With judging taking place sometime in the first three weeks of July, the group will be very busy this month, maintaining the displays and keeping an eye on the general appearance of the town. Award criteria consist of three main factors: horticultural excellence, community participation and environmental responsibility and each entrant has to show a commitment to all three.
Julia explains the advantages of having some extra help in influential places: ‘We have a good working partnership with Halstead Town Council, Braintree District Council and Essex County Council which helps us to get any grotty spots cleared and the town kept tidy. We are also proud to be part of the Green Heart of Essex campaign.’
It would seem that many people travel across the region to look at the various displays and Julia knows this to be true.

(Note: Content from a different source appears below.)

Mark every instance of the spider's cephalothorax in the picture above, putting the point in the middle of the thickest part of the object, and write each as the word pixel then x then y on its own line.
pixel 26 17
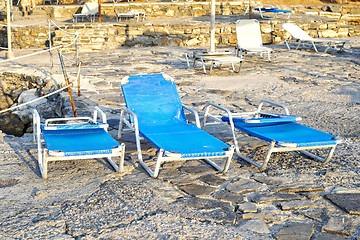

‘The town has benefitted as many more visitors are attracted to the town during the display months — we know this from comments received by us and by the town council. Of course, residents, those who work in the town and our visitors enjoy the floral displays.’
Serving in her role for so many years, Julia too must enjoy participating in the competitions.
‘Personally, we have made some lasting friendships, we get great exercise (both mental and physical) and we also get satisfaction in bringing awards to Halstead. We meet around eight times a year, which has helped us achieve the success we have had.’